Big Food Preps $50M Push for 'Facts Up Front' Labeling
Facts Up Front has been rolling out slowly since 2011, with front-of-pack nutrition labels appearing on dozens of brands ranging from Trix cereal to Lean Cuisine, showing calories, saturated fat, sodium and sugar content. But to date the effort has been lightly promoted. That will change early next year with the expected launch of a communications campaign including paid media and point-of-purchase marketing.
The campaign will be funded by members of the Grocery Manufacturers Association, which represents major food companies, and the Food Marketing Institute, which represents retailers, with cash and in-kind contributions. It will be handled by BBDO, New York, PR agency Edelman and FoodMinds, a boutique firm specializing in food and nutrition. Most major food marketers will participate in the voluntary initiative, including General Mills, Kraft Foods Group, Mondelez International, Kellogg Co. and Hershey Co. GMA estimates that 70% to 80% of products from participating companies will have Facts Up Front labels by the end of the year.
The campaign comes as the marketers face more scrutiny over health and nutrition issues. There is "a small but growing group of consumers" who are "increasingly distrustful of packaged food," said Alexia Howard, who covers the food sector for Sanford C. Bernstein.
The Smart Choices program, which featured a green checkmark, didn't help. It was scrapped in late 2009 after being widely criticized for giving the seal of approval to sugary cereals and fatty products like mayonnaise. At the time, the Food and Drug Administration, which was among the critics, signaled it would move quickly to provide guidance for front-of-pack labels.

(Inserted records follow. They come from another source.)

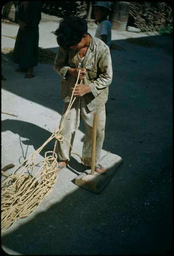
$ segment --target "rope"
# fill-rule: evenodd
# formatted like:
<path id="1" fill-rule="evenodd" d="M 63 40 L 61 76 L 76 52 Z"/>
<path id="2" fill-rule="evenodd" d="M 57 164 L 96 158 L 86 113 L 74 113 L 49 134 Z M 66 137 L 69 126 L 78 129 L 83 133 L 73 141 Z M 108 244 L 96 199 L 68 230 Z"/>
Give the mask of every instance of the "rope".
<path id="1" fill-rule="evenodd" d="M 60 132 L 63 128 L 66 116 L 76 98 L 73 97 L 73 94 L 79 79 L 80 72 L 80 70 L 59 128 L 56 130 L 55 125 L 54 132 L 47 140 L 33 154 L 26 158 L 13 173 L 1 183 L 2 233 L 9 229 L 19 219 L 31 214 L 53 190 L 57 178 L 57 173 L 55 170 L 58 167 L 57 156 L 55 153 L 57 140 L 62 141 L 65 140 L 70 144 L 72 149 L 71 144 Z M 82 82 L 82 80 L 81 84 Z M 54 138 L 56 140 L 53 151 L 46 152 L 44 160 L 34 163 L 34 160 L 39 153 Z M 77 153 L 73 154 L 80 157 Z M 51 155 L 49 155 L 49 154 Z M 38 166 L 39 164 L 40 166 Z M 35 172 L 34 168 L 36 169 L 36 167 L 39 167 L 39 169 L 38 171 L 35 171 L 35 174 L 33 173 Z"/>

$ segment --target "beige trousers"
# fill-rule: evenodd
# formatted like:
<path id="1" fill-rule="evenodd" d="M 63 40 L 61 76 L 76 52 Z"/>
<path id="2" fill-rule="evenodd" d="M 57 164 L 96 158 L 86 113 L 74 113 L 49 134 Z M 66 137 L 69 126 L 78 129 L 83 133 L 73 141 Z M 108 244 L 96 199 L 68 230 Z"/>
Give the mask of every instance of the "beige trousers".
<path id="1" fill-rule="evenodd" d="M 65 104 L 61 120 L 63 118 L 68 106 L 68 104 Z M 60 133 L 73 146 L 75 132 L 82 118 L 85 126 L 86 131 L 82 159 L 83 163 L 88 166 L 91 165 L 93 115 L 94 113 L 97 114 L 95 163 L 98 163 L 105 138 L 106 120 L 105 105 L 93 111 L 90 112 L 86 106 L 84 98 L 83 97 L 77 97 L 65 119 L 63 128 Z M 69 161 L 71 150 L 69 144 L 66 140 L 63 140 L 62 142 L 57 141 L 55 152 L 59 160 Z"/>

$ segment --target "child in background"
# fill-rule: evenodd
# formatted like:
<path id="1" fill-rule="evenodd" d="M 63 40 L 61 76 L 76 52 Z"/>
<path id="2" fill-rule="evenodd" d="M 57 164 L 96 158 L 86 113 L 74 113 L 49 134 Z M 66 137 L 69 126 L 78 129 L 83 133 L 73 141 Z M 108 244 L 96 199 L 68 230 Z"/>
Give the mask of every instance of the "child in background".
<path id="1" fill-rule="evenodd" d="M 95 19 L 99 23 L 95 36 L 102 40 L 111 49 L 111 24 L 107 19 L 110 10 L 109 2 L 97 2 L 93 6 Z"/>

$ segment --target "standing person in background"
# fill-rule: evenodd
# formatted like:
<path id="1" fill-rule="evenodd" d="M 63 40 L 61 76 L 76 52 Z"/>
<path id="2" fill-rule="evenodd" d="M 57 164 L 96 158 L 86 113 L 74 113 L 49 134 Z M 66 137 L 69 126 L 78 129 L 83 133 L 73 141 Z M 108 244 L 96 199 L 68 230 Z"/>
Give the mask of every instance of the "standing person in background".
<path id="1" fill-rule="evenodd" d="M 41 1 L 24 1 L 19 11 L 20 28 L 14 48 L 13 60 L 19 64 L 18 72 L 26 71 L 25 78 L 34 77 L 34 67 L 38 59 L 39 24 L 41 19 Z"/>
<path id="2" fill-rule="evenodd" d="M 109 2 L 97 2 L 93 5 L 96 21 L 99 22 L 95 36 L 102 40 L 111 49 L 111 24 L 107 19 L 109 13 Z"/>

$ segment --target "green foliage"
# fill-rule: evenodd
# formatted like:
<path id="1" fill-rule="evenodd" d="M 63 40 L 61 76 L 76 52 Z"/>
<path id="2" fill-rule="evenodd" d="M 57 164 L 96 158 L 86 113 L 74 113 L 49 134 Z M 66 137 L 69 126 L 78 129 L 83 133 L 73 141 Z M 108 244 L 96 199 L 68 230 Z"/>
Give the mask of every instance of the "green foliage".
<path id="1" fill-rule="evenodd" d="M 158 32 L 162 34 L 173 34 L 173 26 L 170 24 L 168 24 L 164 28 L 160 28 Z"/>

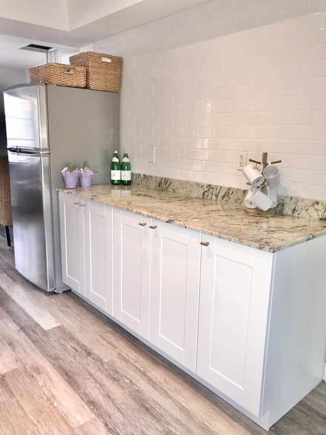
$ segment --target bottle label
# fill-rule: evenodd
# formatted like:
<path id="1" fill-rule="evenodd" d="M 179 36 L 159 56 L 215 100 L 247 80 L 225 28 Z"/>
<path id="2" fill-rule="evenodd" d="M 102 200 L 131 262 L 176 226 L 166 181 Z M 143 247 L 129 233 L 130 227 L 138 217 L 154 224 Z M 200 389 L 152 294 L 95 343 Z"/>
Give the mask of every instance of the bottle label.
<path id="1" fill-rule="evenodd" d="M 121 171 L 121 180 L 124 181 L 129 181 L 131 180 L 131 171 Z"/>
<path id="2" fill-rule="evenodd" d="M 121 171 L 111 170 L 111 180 L 121 180 Z"/>

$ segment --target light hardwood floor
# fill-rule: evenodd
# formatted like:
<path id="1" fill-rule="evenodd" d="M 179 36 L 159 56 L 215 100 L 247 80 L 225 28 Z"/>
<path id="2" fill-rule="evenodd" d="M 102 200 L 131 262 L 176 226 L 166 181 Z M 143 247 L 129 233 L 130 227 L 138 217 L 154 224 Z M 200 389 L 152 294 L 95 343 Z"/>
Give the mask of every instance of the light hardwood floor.
<path id="1" fill-rule="evenodd" d="M 266 432 L 70 292 L 15 270 L 0 237 L 0 435 Z M 326 383 L 270 429 L 325 435 Z"/>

But the agency has allowed marketers to proceed without much oversight, to the dismay of some health advocates who say that Facts Up Front falls short.
It "was a clever end-run around the FDA," said Marion Nestle, a professor of nutrition, food studies and public health at New York University and author of "Food Politics: How the Food Industry influences Nutrition and Health." She said Facts Up Front labels "mix good-for-you and bad-for-you nutrients and obfuscates so nobody looks at them or understands them." That refers to the option marketers have to list two positive attributes, such as potassium or Vitamin A, along with calories, fat, sodium and sugar.

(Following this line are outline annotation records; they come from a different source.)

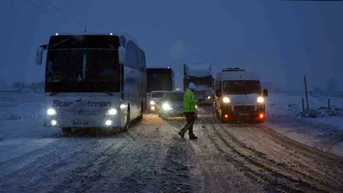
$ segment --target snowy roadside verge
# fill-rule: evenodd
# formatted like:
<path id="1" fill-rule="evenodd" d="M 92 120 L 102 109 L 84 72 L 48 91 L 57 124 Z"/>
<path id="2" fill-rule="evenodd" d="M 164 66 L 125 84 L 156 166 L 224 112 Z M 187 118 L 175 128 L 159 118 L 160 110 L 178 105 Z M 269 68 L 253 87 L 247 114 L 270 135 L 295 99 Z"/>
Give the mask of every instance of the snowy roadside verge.
<path id="1" fill-rule="evenodd" d="M 343 124 L 340 126 L 337 124 L 342 122 L 341 119 L 335 117 L 304 118 L 274 114 L 269 115 L 261 124 L 294 140 L 343 157 L 343 129 L 341 127 Z"/>
<path id="2" fill-rule="evenodd" d="M 44 116 L 44 94 L 0 93 L 0 120 Z"/>

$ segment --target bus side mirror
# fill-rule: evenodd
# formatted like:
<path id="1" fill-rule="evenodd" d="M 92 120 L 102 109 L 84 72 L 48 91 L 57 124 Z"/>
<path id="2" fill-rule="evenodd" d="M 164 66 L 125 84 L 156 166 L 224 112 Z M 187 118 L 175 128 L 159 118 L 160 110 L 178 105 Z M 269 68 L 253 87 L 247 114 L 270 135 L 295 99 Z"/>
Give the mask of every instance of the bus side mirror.
<path id="1" fill-rule="evenodd" d="M 267 90 L 267 89 L 263 89 L 262 93 L 263 94 L 263 96 L 264 97 L 267 97 L 268 96 L 268 90 Z"/>
<path id="2" fill-rule="evenodd" d="M 217 97 L 220 97 L 222 96 L 222 93 L 220 91 L 217 90 L 215 91 L 215 96 Z"/>
<path id="3" fill-rule="evenodd" d="M 36 63 L 37 65 L 41 65 L 42 64 L 43 51 L 44 50 L 44 48 L 42 47 L 37 49 L 37 53 L 36 55 Z"/>
<path id="4" fill-rule="evenodd" d="M 125 48 L 122 46 L 118 48 L 118 54 L 119 58 L 119 63 L 122 64 L 125 63 Z"/>

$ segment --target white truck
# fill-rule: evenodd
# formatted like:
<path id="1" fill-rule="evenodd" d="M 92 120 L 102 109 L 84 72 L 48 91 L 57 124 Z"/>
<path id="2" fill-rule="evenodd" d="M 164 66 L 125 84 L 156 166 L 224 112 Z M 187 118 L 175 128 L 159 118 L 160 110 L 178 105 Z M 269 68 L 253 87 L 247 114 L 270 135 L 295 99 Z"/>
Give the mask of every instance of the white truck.
<path id="1" fill-rule="evenodd" d="M 142 118 L 145 55 L 127 35 L 57 33 L 37 49 L 37 65 L 44 50 L 46 126 L 125 131 L 131 121 Z"/>
<path id="2" fill-rule="evenodd" d="M 184 90 L 192 82 L 196 87 L 196 98 L 203 99 L 200 104 L 213 104 L 213 77 L 210 63 L 192 63 L 184 64 Z"/>
<path id="3" fill-rule="evenodd" d="M 217 75 L 214 88 L 216 115 L 220 120 L 264 121 L 268 91 L 262 91 L 257 73 L 237 68 L 223 69 Z"/>

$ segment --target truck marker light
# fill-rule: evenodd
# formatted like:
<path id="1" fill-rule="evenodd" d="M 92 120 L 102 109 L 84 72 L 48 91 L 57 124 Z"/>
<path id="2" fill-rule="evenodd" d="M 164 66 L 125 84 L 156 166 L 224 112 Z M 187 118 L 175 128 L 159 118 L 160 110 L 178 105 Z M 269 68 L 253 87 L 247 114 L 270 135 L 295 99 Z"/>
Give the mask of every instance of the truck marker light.
<path id="1" fill-rule="evenodd" d="M 106 125 L 110 125 L 112 124 L 112 121 L 110 120 L 107 120 L 107 121 L 106 121 L 106 122 L 105 122 L 105 124 L 106 124 Z"/>
<path id="2" fill-rule="evenodd" d="M 230 102 L 230 98 L 227 97 L 223 97 L 223 101 L 224 102 L 228 103 Z"/>
<path id="3" fill-rule="evenodd" d="M 53 125 L 56 125 L 56 124 L 57 124 L 57 122 L 55 120 L 51 120 L 51 124 Z"/>
<path id="4" fill-rule="evenodd" d="M 261 103 L 264 101 L 264 99 L 262 97 L 258 97 L 257 100 L 258 103 Z"/>
<path id="5" fill-rule="evenodd" d="M 264 117 L 264 115 L 263 114 L 263 113 L 260 113 L 260 115 L 259 116 L 259 117 L 260 119 L 263 119 Z"/>

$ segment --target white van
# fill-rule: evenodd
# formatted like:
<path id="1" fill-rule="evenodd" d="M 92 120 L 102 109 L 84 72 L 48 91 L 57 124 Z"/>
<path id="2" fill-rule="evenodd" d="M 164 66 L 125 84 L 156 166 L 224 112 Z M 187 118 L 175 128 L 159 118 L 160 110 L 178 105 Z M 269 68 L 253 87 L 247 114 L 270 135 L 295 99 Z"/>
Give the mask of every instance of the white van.
<path id="1" fill-rule="evenodd" d="M 217 75 L 215 89 L 214 107 L 220 120 L 264 120 L 268 91 L 262 91 L 257 73 L 237 68 L 223 69 Z"/>

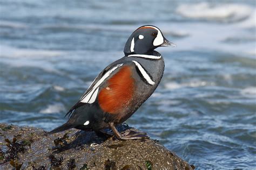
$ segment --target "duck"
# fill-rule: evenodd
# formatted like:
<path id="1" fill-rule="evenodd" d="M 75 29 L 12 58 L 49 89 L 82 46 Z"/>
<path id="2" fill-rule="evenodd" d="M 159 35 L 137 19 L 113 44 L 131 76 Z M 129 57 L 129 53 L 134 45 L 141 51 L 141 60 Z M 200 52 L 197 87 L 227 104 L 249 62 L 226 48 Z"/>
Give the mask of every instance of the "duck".
<path id="1" fill-rule="evenodd" d="M 110 63 L 95 78 L 65 116 L 66 123 L 52 130 L 53 134 L 76 128 L 103 132 L 112 130 L 119 140 L 148 138 L 146 133 L 116 128 L 130 117 L 153 93 L 164 74 L 162 55 L 154 49 L 176 47 L 155 26 L 136 29 L 125 44 L 124 56 Z"/>

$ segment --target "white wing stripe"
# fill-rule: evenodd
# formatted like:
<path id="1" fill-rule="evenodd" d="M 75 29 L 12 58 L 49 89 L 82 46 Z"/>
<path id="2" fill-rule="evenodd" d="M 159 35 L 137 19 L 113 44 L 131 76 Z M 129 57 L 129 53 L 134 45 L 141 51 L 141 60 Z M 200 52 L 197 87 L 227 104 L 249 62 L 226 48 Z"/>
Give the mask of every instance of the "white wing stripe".
<path id="1" fill-rule="evenodd" d="M 95 101 L 97 98 L 97 95 L 98 94 L 98 91 L 99 91 L 99 88 L 97 88 L 96 90 L 95 90 L 95 91 L 92 94 L 92 96 L 91 97 L 90 101 L 88 102 L 88 103 L 92 103 Z"/>
<path id="2" fill-rule="evenodd" d="M 137 56 L 141 57 L 143 58 L 151 59 L 160 59 L 162 56 L 156 56 L 156 55 L 146 55 L 146 54 L 131 54 L 128 55 L 128 56 Z"/>
<path id="3" fill-rule="evenodd" d="M 135 65 L 136 65 L 136 67 L 138 67 L 139 69 L 139 71 L 142 73 L 142 75 L 143 76 L 143 77 L 144 77 L 145 79 L 147 81 L 147 82 L 151 85 L 154 85 L 155 84 L 155 82 L 153 82 L 151 78 L 150 78 L 150 76 L 149 74 L 147 74 L 147 72 L 145 70 L 145 69 L 142 67 L 142 65 L 136 61 L 132 61 L 134 63 L 135 63 Z"/>
<path id="4" fill-rule="evenodd" d="M 131 52 L 132 53 L 134 51 L 134 38 L 132 38 L 132 41 L 131 42 Z"/>
<path id="5" fill-rule="evenodd" d="M 118 67 L 123 66 L 123 63 L 117 65 L 116 66 L 113 67 L 111 70 L 107 71 L 99 80 L 95 84 L 95 85 L 92 87 L 91 91 L 87 94 L 85 97 L 80 101 L 82 103 L 92 103 L 95 101 L 95 100 L 97 98 L 97 95 L 98 94 L 98 91 L 99 90 L 98 87 L 102 83 L 102 82 L 107 78 L 110 75 L 116 70 Z M 98 89 L 97 89 L 98 88 Z M 96 90 L 97 89 L 97 90 Z M 90 99 L 91 98 L 91 99 Z"/>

Health advocates favor an approach put forth in 2011 by the Institute of Medicine that would use a point or star system to grade the nutritional value of foods. If a product exceeded acceptable levels of fat, sodium and sugar it could not earn any stars. More-healthful products could earn one to three stars.
The study was commissioned by three federal agencies including the FDA and assembled by a committee including nutrition and marketing experts.
The approach is more evaluative than Facts Up Front, which simply regurgitates information already on the back-of-pack nutrition facts panel. Mary Sophos, exec VP-policy and strategic planning at the Grocery Manufacturers Association, said that consumers "like to get information about products ... and make up their own minds. They do not like somebody else making a judgment for them."
In a statement, the FDA said it is monitoring Facts Up Front "to assess its usefulness to consumers" and will take action against marketers who don't abide by the rules.